Dolina Rospudy w 2007 roku, Jerzy Gumowski, Agencja Gazeta
Krystyna Romanowska: Jakie jest najpiękniejsze bagno, które pan widział?
Prof. Wiktor Kotowski: Torfowisko w Dolinie Rospudy.
Moje najpiękniejsze bagno to małe torfowisko koło Sejn. Jeszcze przed wojną wydobywano stamtąd torf, wujek utopił tam niemieckiego mauzera z zepsutym zamkiem, a mama z wykopywanej na skraju bagna gliny lepiła lalki. Ja – obserwowałam żaby i wyciągałam rośliny bagienne. Moje dzieci tego bagna nie zobaczą, bo już go nie ma. Co jest pięknego w bagnach?
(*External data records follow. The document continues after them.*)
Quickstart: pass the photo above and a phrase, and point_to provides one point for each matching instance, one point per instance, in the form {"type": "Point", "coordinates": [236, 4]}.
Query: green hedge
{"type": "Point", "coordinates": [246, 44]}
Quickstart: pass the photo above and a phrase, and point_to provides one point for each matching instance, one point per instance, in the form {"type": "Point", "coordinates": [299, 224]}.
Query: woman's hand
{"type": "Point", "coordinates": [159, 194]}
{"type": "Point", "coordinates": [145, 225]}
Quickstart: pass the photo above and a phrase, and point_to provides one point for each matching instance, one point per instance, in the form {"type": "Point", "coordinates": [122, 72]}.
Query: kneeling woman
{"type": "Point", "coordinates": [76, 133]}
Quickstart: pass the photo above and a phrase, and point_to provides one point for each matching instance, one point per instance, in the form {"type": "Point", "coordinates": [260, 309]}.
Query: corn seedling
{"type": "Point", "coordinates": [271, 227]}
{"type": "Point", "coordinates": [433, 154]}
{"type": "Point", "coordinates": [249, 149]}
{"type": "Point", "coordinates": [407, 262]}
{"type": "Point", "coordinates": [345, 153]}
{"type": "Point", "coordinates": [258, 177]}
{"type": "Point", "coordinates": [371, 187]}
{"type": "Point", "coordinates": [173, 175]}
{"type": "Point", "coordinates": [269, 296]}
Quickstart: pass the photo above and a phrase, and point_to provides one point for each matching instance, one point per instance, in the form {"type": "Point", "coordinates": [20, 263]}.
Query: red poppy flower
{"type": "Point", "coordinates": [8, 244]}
Trwanie, niezmienność. To miejsce, które wygląda tak, jak parę tysięcy lat temu, kiedy człowieka nie było w tych okolicach. Pierwotność i dzikość.
Powrót do przeszłości.
Będąc w takich miejscach jak bagienna dolina Rospudy ma się świadomość, że krajobraz i roślinność tam w tej chwili wygląda tak, jak tysiąc, dwa i cztery tysiące lat temu. W żadnym innym ekosystemie nie masz takiej możliwości. Inne miejsca ulegają znacznie szybszej sukcesji, szybciej też reagują na wpływ człowieka związany z immisją azotanów czy z gatunkami inwazyjnym. Bagna, pod warunkiem że nie są osuszone, trzymają się. Trwają.
Jako mały chłopiec chodził pan po bagnach?
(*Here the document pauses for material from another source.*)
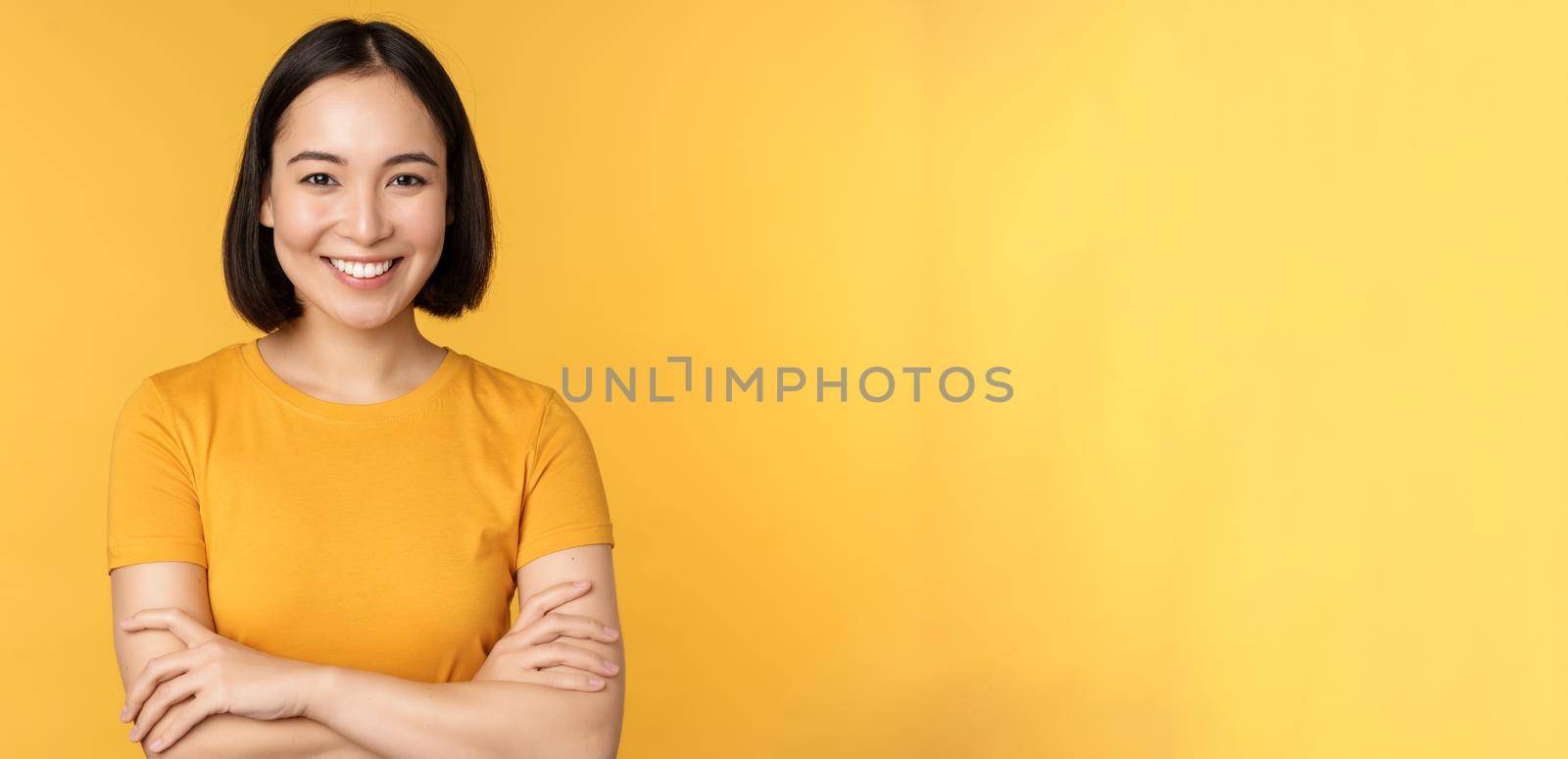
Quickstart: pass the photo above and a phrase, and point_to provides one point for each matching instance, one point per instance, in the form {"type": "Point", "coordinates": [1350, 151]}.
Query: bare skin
{"type": "Point", "coordinates": [198, 693]}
Moi rodzice byli biologami, zajmowali się fitosocjologią. Zdarzało się, że trafialiśmy na bagna. Podobały mi się najbardziej: zawsze była przeprawa, a kiedy się przebrnęło przez torfowisko i doszło do rzeczki, na jego końcu widziało się kwitnące kosaćce żółte, które ludzie bywający nad w miarę dzikimi wodami na pewno znają. To jest dla mnie zaczarowany obraz z dzieciństwa: woda, ważki i niesamowite, wielkie jaskrawe kwiaty.
Jak z obrazu Mehoffera.
Tak. Wprawdzie ten obraz jest namalowany w ogrodzie, a nie na bagnie, ale to był jeden z moich ulubionych obrazów, kiedy z mamą chodziłem jako kilkulatek do Muzeum Narodowego: goły dzieciak, za którym leci wielka ważka.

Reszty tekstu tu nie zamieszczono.